Helen guided the Board through an intensive four-month process that included group meetings and one-on-one interviews with all the directors and the CEO to determine:
- what skills the next CEO would need
- which internal candidates were viable successors
- various scenarios and timing options for the succession event
Then, she helped the Board to establish a succession planning committee and helped them shape the roles of the full Board, the Committee and the CEO.
Throughout the next two years, Helen provided staff support to the Committee Chair. She advised on the assessment and development of the internal candidates, what to communicate to them, whether to conduct an external search, and the transition plan for the handover. She helped prepare for and contributed to numerous meetings of the Committee and the full Board, and created a series of documents that captured the entire process and kept the work plan on track.
In the end, the Chair of the Committee felt that they had run a robust process and was delighted that they had managed to get the Board, the incumbent CEO, and other key stakeholders aligned and supportive of the plan.
The Chair of the HR Committee of a high tech public company was seriously questioning whether their present CEO could lead the company through its next stage of development. However, the Chair of the Board thought the CEO should remain at the helm and had no stomach for turfing him out. The CEO was the founder and had successfully led the company through its IPO a few years earlier. The HR Committee Chair asked Handfield Jones to facilitate a decision making process that would help the Board reach an agreement on this potentially contentious issue.

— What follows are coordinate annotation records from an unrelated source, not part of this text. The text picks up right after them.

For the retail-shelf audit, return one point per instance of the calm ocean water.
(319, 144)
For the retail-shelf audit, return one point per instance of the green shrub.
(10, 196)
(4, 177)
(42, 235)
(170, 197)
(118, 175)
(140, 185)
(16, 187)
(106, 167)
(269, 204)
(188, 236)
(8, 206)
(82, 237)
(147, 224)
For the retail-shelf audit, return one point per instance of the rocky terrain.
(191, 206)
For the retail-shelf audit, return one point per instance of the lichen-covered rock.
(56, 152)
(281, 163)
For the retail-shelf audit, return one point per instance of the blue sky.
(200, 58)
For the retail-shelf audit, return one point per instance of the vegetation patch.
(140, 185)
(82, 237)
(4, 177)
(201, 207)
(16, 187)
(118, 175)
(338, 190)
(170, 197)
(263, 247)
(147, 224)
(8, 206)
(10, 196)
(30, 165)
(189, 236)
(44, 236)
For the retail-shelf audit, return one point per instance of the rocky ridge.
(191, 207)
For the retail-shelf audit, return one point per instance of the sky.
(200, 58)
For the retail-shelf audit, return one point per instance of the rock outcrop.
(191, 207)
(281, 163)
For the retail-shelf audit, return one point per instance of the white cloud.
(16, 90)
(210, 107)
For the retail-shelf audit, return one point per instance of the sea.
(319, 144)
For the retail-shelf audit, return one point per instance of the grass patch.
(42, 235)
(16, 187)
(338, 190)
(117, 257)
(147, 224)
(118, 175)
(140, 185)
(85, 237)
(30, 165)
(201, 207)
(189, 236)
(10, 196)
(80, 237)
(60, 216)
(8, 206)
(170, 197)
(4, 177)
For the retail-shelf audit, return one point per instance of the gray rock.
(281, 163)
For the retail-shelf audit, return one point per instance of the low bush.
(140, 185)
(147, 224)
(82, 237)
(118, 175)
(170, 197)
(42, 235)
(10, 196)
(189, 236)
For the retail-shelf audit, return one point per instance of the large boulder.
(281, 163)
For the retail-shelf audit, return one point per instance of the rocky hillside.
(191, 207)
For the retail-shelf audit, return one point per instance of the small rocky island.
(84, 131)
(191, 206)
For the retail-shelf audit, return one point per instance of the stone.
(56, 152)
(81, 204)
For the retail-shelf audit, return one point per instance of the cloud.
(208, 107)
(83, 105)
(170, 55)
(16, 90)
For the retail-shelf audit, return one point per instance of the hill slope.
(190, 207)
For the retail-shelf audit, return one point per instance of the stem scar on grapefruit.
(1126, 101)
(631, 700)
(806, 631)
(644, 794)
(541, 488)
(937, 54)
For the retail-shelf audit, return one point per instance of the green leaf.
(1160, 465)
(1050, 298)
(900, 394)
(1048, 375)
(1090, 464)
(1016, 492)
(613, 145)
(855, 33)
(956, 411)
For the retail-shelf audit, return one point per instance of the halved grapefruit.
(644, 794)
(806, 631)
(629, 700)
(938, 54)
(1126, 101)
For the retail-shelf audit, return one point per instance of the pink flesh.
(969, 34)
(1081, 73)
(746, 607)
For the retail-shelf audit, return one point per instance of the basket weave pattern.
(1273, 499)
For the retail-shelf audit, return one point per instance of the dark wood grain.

Helen conducted an initial 5-hour meeting of the Board Chair and the three committee chairs. During the discussion, the group examined the present performance of the company, the current CEO’s skills, the strategic imperatives facing the company and the skills that would be needed in the CEO to meet the objectives. By the end of the session, the group had arrived at a consensus, which was that the company did indeed need a new CEO and that the current CEO would be asked to move to the Chair role.
Helen then supported the HR Committee, behind the scenes, to coordinate all the activities necessary to implement these decisions. She advised the Committee Chair on how best to lead the full Board through the next phase of the process and how to communicate the outcome to the CEO. She also advised the Board on how to set up an ad-hoc Succession Committee, drafted the mandate for that committee, and created a step-by-step plan for the Committee to follow. As her final task, Helen was asked to draft the new CEO and Chair position descriptions and create a plan to communicate the news.
In the end, a new CEO was brought on board and everyone agreed that it was the right thing for the company.
Navigating Tricky People Issues
A partner in a private equity firm called on Handfield Jones to discuss one of the companies his firm owned. He was on the Board of this company and knew that the CEO was planning to retire in 18-24 months. But, there were some challenging issues he was wondering how to handle.
At first glance, it seemed like a straightforward succession: the CEO had been very successful and was looking forward to completely retiring from the company; the Board functioned well as a team; the company wasn’t facing any major challenges; and there were three internal candidates. But there were some tricky factors complicating the issue. The CEO’s son was a possible candidate. The COO, who was on the Board, thought he would be a candidate, but the director who had called on Handfield Jones to help, felt that the COO lacked some key skills for the CEO role and thought one of the other directors was a stronger candidate.
Helen structured a consulting engagement to provide advice and suggestions, without any direct hands-on involvement. One of her first suggestions was that the Board form a Succession Committee. Then, over an eight month period, she advised the Committee on a number of topics including:
- the appropriate role for the current CEO in the process
- strategies for handling conflicts of interest
- defining the skills needed in the next CEO
- assessing the internal candidates and what, how, and when to communicate to them
- how to ensure retention of the candidates
- and how to develop a communication plan for various stakeholders.
Once the Committee and the Board reached a decision as to who they wanted for the next CEO, and what the communication plan would be, they were ready to implement the plan without any further consulting assistance.